Régimes amoureux et sexuels, et politique du fantasme
(attention, cette critique dévoile des éléments de l'intrigue)
" Quand je pense que tu as cru toute ta vie qu'il te fallait un autre amant que moi ! Réfléchis un peu. "
(page 218)
Odile l'été, que des critiques peu regardants pourraient, hâtivement, classer du côté du simple récit érotique voire pornographique, est une assez belle réussite. Celle d'une écriture, et celle d'une littérature, sans pour autant être à thèse, d'idées et de pensée, puisque ce texte prend part à une collection, Fauteuse de trouble, qui se propose de faire entendre d'autres voix et d'autres regards sur la sexualité et le désir.
L'écriture est fine, et la composition, particulièrement ouvragée, à partir de cette histoire d'une relation, née dans l'enfance, mais qui révèle, plus tard, qu'elle n'en a pas vraiment la candeur, et qui s'avère, bientôt, glauque, parce que déséquilibrée et abusive... Avec Odile, c'est assez « à la papa », que ça se trame, dans un jeu de reproduction des schémas de domination, sûrement issus des modèles parentaux d'une époque, d'une classe, et d'une culture, plus ou moins consciemment patriarcaux et machistes. Assez troublant, certes... mais vite insupportable.
Comme si le principe de domination, inévitable, venait, très tôt, et malgré tout, s'imposer à ces deux êtres, au-delà de leurs premiers jeux et de leurs explorations, qui ne manquent pas d'effusions érotiques, en tant que principe issu de la domination sociale masculine, ce que le texte ne manque pas de critiquer, comme les fantasmes - si importants, dans une relation amoureuse et désirante, tout autant que les récits faits à l'autre - qui s'y forment, sont frappés d'une forme de masculinisme hétéronormé, consommateur, consumateur, permanent et triomphant...
Et cela dure une grande partie du récit, sans véritablement évoluer, sauf à se creuser, avec le détachement et le départ d'Odile, l'abandon de la narratrice, au bout de l'humiliation et de la soumission, leurs expériences respectives... jusqu'à sa réaction, au sortir d'un cauchemar, et à sa décision, au bout d'un marasme, de retrouver Odile, des années plus tard... Enfin, serait-on tenté de dire.
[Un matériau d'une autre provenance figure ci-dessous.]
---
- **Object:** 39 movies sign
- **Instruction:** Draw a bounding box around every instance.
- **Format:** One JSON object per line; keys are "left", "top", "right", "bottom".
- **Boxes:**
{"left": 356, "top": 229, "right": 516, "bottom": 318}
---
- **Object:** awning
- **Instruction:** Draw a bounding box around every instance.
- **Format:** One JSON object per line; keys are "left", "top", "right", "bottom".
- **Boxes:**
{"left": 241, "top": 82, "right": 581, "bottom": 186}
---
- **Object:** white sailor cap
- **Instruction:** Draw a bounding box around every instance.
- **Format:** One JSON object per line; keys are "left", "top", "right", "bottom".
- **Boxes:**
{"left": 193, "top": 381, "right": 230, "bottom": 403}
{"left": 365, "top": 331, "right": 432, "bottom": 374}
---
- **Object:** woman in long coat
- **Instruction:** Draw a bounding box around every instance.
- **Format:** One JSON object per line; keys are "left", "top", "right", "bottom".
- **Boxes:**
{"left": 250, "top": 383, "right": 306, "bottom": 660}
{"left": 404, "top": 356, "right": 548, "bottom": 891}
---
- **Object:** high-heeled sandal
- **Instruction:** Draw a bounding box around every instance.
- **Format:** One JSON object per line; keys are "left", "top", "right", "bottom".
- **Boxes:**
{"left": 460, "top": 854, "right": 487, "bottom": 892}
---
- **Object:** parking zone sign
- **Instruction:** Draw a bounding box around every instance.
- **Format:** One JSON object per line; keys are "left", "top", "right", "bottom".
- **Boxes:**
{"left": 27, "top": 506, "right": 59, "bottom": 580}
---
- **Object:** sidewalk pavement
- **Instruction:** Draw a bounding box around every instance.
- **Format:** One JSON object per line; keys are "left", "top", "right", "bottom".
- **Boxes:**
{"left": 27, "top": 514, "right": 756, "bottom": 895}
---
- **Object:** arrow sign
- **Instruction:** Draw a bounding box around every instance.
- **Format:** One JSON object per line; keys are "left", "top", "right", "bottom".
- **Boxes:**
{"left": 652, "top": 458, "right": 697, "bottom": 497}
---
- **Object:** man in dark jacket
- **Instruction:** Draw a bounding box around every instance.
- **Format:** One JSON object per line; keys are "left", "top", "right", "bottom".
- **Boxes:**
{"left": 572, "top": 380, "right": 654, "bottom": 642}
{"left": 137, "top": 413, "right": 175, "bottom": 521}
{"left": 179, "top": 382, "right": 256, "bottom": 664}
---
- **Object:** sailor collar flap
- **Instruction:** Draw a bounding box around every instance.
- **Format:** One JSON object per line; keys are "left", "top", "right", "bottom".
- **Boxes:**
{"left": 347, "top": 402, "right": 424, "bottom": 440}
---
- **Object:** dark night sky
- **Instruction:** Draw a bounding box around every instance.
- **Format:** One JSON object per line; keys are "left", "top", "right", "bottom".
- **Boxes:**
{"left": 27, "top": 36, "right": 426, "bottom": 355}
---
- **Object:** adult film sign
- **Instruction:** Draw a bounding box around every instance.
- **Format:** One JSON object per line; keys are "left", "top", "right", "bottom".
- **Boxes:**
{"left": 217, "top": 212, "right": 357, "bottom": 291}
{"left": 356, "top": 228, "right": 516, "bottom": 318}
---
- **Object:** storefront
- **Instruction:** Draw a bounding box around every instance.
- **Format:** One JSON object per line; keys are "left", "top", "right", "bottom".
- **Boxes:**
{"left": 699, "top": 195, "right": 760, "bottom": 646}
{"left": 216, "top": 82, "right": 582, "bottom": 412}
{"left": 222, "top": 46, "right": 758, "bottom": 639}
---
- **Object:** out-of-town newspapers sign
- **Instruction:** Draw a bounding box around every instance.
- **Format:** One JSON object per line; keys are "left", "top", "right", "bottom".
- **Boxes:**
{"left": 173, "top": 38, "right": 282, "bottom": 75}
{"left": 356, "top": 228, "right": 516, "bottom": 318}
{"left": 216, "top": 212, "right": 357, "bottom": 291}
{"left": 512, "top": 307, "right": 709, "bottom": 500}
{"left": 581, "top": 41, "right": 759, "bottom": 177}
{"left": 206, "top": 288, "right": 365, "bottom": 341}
Jusqu'à cette fin, sublime comme une chute, à valeur d'avènement, qui révèle qu'elles accèdent à cette révélation, par la médiation de fantasmes échangés, partagés, jusqu'au paroxysme, que leur relation, leurs désirs, leurs plaisirs peuvent échapper à cette configuration et à cette perversion masculinistes, surplombantes... Jusqu'à ce dernier geste d'Odile, révélateur, quand elles s'apprêtent à sortir, ensemble, le dernier soir de cette histoire (soit plus de vingt ans après l'invention de leurs jeux et la découverte du plaisir), qui rattache ses cheveux, alors que la narratrice lui a demandé de les relâcher, et qui se trouve ravissante, sans ça, en ayant ces derniers mots, délicieusement complices, dans leurs regards qui se saisissent, enfin, en un miroir : « Pour quoi faire ? Il n'y a pas d'hommes, ce soir. »
Et leur(s) amour(s) de pouvoir, enfin, exister librement... d'en tenir, finalement, la promesse, en tout cas, avec cette fin ouverte, hors de cette chape et de ce contrôle, en une dialectique du Sujet et de l'Objet...
Et c'est la force, à l'oeuvre, d'
Emma Becker de jouer de l'art du récit, et de son écriture, admirable de justesse, ni légère, ni grave - gravitationnelle, par la composition, jusqu'à cette libération, où le fantasme se trouve, enfin, être le ferment du désir, d'un désir partagé et assumé, libéré - sauf à interroger, conjointement, et c'est la faiblesse de cette oeuvre, la question de l'indépendance : point de ce récit et de cette histoire évoqué, à plusieurs reprises, mais jamais mis en perspective, et finalement laissé en plan, presque aveugle. On pourra le regretter, quand on sait son lien, social et politique, avec la question de la liberté... et ce récit amoureux, non sans trouble à l'ordre sexuel établi, certes, de passer à côté d'un vaste pan, resté figé, à un niveau, finalement, très conservateur, de la situation de son propos et de son objet... sans trouble à l'ordre capitaliste de la domination économique et financière patriarcale et masculine. Et Odile de demeurer, le jour, pas question d'en changer, une de « ces femmes bien mariées », à la « vie bien ordonnée » - indépendante ? on peut en douter.